This consecutive Master's programme is taught in English and builds on prior undergraduate study in mathematics. It is designed to equip you with the analytical and research skills needed to contribute to internationally oriented research teams or to work in industry. The course emphasizes both theoretical foundations and practical methods, preparing graduates for further research or professional roles that require advanced mathematical training.
The curriculum is flexible and allows you to tailor your studies by choosing from a broad set of specialisation options. Areas of focus include algebra; analysis and partial differential equations; functional analysis; geometry; dynamical systems; numerical analysis; and stochastics. Together these options cover a wide spectrum of core topics in pure and applied mathematics, so you can steer the programme toward abstract theory or applications.
You can incorporate interdisciplinary elements from fields such as biology, chemistry, computer science, physics and economics, making it easier to apply mathematical methods to real-world problems. The programme also supports gaining practical experience through internships at non-university research institutes or in industry, which can help bridge academic study and professional practice.
Requirements (check the university website for exact details)
This Master's curriculum totals 120 credit points (CP) and is organised into several module categories that let you build breadth and depth in mathematics while tailoring the degree to your interests. Core/basic modules establish essential foundations, advanced modules deepen theoretical and technical expertise, and specialisation modules allow focused study in specific mathematical areas. Professionalisation modules are included to help you prepare for career paths beyond the degree.
The programme balances rigorous mathematical training with practical career preparation and research experience. Basic and advanced modules ensure you gain a solid command of core concepts and advanced methods; specialisation modules develop competence in chosen subfields; professionalisation modules offer guidance on applying mathematical skills in industry, finance, research or education. The degree culminates in an independent research project: a Master's thesis (25 CP) supported by a Master's seminar (5 CP), completed in the fourth semester, which demonstrates your ability to perform and communicate original mathematical work.
Requirements (concise)
You must hold a first professionally qualifying university degree (for example, a Bachelor's degree or equivalent) in mathematics or a closely related discipline. Your prior studies need to include substantial mathematics content: at least 100 credit points (CP) in mathematics at a level comparable to a specialised mathematics degree, plus a further minimum of 20 CP from subjects where mathematical methods play a major role. These credit point totals are used to verify that you have the necessary mathematical background to succeed in the Master's programme.

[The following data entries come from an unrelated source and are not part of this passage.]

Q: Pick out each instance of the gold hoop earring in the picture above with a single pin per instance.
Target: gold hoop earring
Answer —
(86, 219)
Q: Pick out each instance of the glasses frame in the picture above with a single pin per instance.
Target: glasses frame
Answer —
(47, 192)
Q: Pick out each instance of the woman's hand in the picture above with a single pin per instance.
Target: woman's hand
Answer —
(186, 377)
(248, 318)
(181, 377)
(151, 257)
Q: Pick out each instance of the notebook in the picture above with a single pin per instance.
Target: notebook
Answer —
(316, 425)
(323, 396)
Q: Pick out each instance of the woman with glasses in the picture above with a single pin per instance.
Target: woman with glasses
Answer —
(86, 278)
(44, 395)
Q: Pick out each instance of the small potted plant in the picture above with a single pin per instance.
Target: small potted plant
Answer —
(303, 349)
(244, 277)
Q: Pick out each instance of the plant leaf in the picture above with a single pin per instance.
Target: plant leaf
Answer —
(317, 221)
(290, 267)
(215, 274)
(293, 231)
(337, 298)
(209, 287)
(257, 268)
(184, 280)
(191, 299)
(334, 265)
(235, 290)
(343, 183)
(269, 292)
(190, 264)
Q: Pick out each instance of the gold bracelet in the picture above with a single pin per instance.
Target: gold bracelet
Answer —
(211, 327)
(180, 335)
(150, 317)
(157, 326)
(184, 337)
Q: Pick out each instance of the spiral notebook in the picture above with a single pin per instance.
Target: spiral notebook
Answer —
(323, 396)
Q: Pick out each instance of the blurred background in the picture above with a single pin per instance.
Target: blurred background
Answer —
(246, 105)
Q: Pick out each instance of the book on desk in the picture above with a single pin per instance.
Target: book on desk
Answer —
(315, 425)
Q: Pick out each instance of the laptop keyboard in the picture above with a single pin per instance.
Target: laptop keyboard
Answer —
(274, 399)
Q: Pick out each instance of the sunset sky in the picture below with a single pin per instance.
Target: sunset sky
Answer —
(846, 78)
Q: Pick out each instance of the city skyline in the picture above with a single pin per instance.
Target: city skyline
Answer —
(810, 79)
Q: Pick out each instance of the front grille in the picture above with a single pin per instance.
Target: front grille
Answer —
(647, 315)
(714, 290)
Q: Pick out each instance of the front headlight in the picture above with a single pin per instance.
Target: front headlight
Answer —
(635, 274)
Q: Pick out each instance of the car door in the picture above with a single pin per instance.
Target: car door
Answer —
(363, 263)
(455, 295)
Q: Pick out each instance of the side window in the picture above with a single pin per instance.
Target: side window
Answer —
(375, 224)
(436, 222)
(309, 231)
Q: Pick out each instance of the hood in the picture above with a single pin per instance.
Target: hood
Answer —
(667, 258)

If you are still completing your undergraduate degree, you may be conditionally admitted provided you can prove that your degree will be completed before the Master's programme begins and that your current study plan allows this. Be prepared to submit documentation (e.g., a current transcript, an expected graduation confirmation, or a statement from your home university) showing you will meet the requirement by the programme start date.
Winter Semester (International)
31 May 2026
Summer Semester (International)
31 December 2026
Winter Semester (EU/EEA)
1 September 2026
Summer Semester (EU/EEA)
1 March 2026
Graduates are well prepared for research careers, including doctoral studies and positions at universities or research institutes (including Max Planck and other international research groups). The programme's research orientation and the Master's thesis provide direct preparation for academically focused roles.
The strong mathematical training and option to integrate applied fields make graduates attractive to industry employers in data science, quantitative finance, software development, engineering, and modelling. Professionalisation modules and possible internships with companies or research institutions support the transition to industry roles and R&D positions.